This is a very early US Government purchased Colt 1860 Army Revolver that was made in at the outbreak of the Civil War in 1861. This is a standard .44 Caliber, 6 shot revolver with 8" barrel, and rebated cylinder. The serial number is in the 8800 range. Early Model 60 Armies were used hard throughout the entire Civil War so its not very often we find early ones with 4 screw frames in this condition. The 4th screw was placed on all early Model 1860's for the purposes of attaching a shoulder stock. This is by far the nicest and the earliest martially marked 4 screw we've ever had.
This gun was once on display at the Metropolitan Museum of Art in New York in the Exhibition of Percussion Colt Revolvers and Conversions in 1942. Come to think of it, while this revolver would have been on display at the "MET" while the Battle of Midway was being fought in the Pacific and Doolittle's Raiders bombed Tokyo in B-25's.

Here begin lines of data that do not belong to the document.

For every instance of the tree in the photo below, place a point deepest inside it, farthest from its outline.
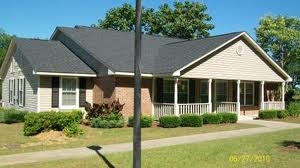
(279, 36)
(4, 43)
(183, 20)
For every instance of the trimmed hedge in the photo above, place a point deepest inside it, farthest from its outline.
(11, 115)
(228, 117)
(38, 122)
(267, 114)
(191, 120)
(293, 109)
(146, 121)
(212, 118)
(169, 121)
(108, 121)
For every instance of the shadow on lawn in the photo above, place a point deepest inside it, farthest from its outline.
(294, 144)
(97, 148)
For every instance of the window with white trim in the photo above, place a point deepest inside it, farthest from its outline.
(247, 93)
(12, 65)
(21, 91)
(203, 91)
(221, 91)
(168, 90)
(11, 91)
(69, 93)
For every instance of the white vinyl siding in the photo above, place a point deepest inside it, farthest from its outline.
(227, 64)
(69, 96)
(247, 93)
(221, 91)
(21, 91)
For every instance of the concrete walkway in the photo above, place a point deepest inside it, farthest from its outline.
(270, 126)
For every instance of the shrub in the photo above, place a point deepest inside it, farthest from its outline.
(191, 120)
(99, 110)
(72, 130)
(169, 121)
(12, 115)
(146, 121)
(38, 122)
(108, 121)
(282, 114)
(228, 117)
(293, 109)
(267, 114)
(211, 118)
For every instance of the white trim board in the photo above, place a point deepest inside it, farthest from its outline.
(64, 74)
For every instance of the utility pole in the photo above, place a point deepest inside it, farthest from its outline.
(137, 87)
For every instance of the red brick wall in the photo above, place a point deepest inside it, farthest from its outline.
(125, 93)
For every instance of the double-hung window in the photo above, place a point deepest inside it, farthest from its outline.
(247, 93)
(11, 90)
(221, 91)
(69, 92)
(168, 90)
(203, 92)
(21, 91)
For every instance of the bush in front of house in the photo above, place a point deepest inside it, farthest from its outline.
(191, 120)
(169, 121)
(108, 121)
(267, 114)
(293, 109)
(211, 118)
(228, 117)
(72, 130)
(37, 122)
(146, 121)
(11, 115)
(282, 114)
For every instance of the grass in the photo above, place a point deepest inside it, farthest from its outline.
(291, 120)
(205, 154)
(13, 141)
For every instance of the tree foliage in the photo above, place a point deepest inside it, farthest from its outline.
(182, 20)
(280, 37)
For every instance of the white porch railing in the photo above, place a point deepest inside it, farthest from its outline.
(273, 105)
(193, 108)
(226, 107)
(162, 109)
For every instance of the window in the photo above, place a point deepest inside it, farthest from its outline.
(12, 66)
(203, 92)
(247, 93)
(168, 91)
(11, 91)
(221, 91)
(69, 87)
(21, 92)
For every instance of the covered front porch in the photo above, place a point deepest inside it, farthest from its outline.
(177, 96)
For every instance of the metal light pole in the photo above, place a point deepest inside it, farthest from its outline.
(137, 87)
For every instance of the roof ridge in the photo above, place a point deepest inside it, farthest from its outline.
(187, 40)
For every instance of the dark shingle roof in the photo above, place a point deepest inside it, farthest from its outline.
(115, 49)
(51, 56)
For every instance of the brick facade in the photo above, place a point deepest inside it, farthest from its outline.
(107, 89)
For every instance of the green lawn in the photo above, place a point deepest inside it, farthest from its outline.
(291, 120)
(205, 154)
(13, 141)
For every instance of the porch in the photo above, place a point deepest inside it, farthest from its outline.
(177, 96)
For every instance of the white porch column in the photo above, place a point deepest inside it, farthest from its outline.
(282, 94)
(153, 95)
(238, 100)
(209, 95)
(262, 94)
(176, 112)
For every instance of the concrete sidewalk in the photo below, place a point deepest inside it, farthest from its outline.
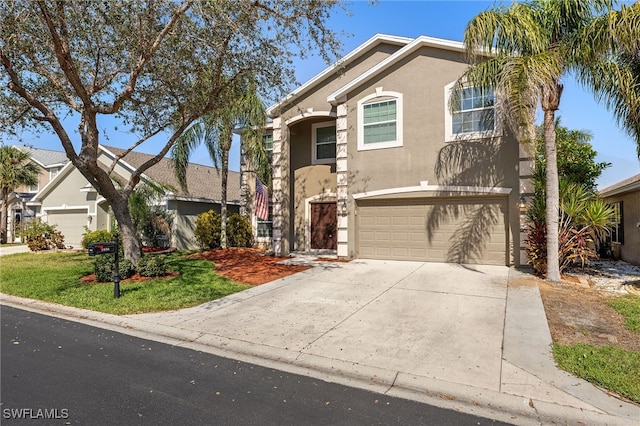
(470, 338)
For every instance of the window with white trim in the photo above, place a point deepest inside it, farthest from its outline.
(474, 112)
(380, 120)
(53, 172)
(617, 234)
(324, 142)
(267, 141)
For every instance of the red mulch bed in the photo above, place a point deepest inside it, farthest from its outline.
(244, 265)
(247, 265)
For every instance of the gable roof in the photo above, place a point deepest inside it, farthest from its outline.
(45, 157)
(409, 45)
(627, 185)
(203, 182)
(420, 42)
(348, 58)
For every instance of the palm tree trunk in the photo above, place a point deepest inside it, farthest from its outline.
(550, 103)
(4, 211)
(223, 197)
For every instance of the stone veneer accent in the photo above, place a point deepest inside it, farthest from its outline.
(342, 181)
(278, 159)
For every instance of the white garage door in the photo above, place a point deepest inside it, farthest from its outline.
(459, 230)
(71, 223)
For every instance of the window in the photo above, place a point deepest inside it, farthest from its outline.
(265, 227)
(617, 230)
(380, 118)
(267, 140)
(324, 142)
(54, 172)
(474, 112)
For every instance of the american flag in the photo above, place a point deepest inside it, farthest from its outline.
(262, 200)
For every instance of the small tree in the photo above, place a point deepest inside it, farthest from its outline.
(16, 169)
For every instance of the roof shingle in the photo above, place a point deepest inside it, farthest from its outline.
(202, 181)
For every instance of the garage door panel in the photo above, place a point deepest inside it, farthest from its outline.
(70, 223)
(435, 229)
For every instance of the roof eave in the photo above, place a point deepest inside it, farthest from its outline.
(358, 51)
(339, 96)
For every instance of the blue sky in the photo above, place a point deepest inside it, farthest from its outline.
(442, 19)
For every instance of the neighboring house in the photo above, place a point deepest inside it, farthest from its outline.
(624, 196)
(368, 162)
(20, 210)
(71, 203)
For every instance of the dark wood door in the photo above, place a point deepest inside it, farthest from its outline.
(324, 226)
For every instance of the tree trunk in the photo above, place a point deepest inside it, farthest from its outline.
(223, 195)
(5, 219)
(550, 103)
(128, 235)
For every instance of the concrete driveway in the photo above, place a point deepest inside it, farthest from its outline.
(443, 321)
(469, 338)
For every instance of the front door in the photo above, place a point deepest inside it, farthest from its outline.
(324, 226)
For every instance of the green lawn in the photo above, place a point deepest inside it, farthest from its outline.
(55, 277)
(606, 366)
(610, 367)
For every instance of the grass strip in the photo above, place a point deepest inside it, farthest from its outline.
(55, 277)
(609, 367)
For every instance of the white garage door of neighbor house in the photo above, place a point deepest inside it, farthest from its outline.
(71, 223)
(460, 230)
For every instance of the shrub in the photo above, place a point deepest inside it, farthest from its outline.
(99, 236)
(239, 233)
(207, 230)
(42, 236)
(104, 267)
(152, 266)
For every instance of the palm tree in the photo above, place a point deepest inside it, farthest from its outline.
(617, 79)
(16, 169)
(523, 51)
(215, 132)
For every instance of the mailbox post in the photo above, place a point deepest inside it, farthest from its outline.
(111, 247)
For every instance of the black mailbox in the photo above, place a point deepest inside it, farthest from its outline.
(102, 248)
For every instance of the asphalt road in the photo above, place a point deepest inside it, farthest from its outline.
(60, 372)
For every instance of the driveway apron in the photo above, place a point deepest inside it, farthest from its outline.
(443, 321)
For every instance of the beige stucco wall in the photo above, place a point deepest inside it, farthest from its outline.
(316, 100)
(425, 155)
(66, 194)
(630, 250)
(185, 214)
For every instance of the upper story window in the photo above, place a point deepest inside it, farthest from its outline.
(474, 113)
(380, 120)
(617, 234)
(324, 142)
(53, 172)
(267, 140)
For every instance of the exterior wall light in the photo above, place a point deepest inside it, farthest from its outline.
(343, 207)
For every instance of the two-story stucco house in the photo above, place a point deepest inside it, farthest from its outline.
(369, 162)
(67, 200)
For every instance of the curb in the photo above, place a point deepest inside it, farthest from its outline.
(477, 401)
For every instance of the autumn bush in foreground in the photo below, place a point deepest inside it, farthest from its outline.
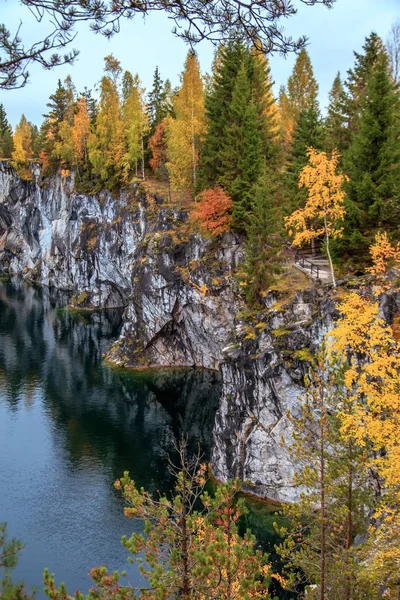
(213, 212)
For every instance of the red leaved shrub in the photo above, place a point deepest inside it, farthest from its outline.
(213, 211)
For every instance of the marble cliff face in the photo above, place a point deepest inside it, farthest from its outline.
(182, 307)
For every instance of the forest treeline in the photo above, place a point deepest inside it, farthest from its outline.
(226, 141)
(339, 541)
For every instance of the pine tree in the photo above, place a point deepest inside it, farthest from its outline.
(91, 104)
(267, 110)
(357, 79)
(135, 125)
(23, 152)
(6, 138)
(57, 144)
(331, 477)
(241, 156)
(304, 117)
(372, 161)
(81, 132)
(335, 131)
(155, 104)
(185, 132)
(307, 133)
(302, 87)
(106, 144)
(227, 62)
(286, 121)
(262, 240)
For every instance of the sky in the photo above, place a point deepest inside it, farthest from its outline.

The Exhibition was on loan to the Museum by John Parsons who later authored a couple of well known books to collectors including a book about Colt Single Actions entitled "The Peacemaker" around 1950 and another popular book about the Henry Rifle and Model 1866 Winchester titled "The First Winchester" in 1955. The previous collector who had owned it for the past 30 years stated that he acquired it from another famous Colt Expert, Herb Glass during the late 1970's. Between John Parsons, The Metropolitan Museum of Art, and the Herb Glass collection, this rare little Colt has been in some very famous collections and now it can be in yours! These guys really knew their stuff so you can be assured there was a very good reason why this revolver was in their collections.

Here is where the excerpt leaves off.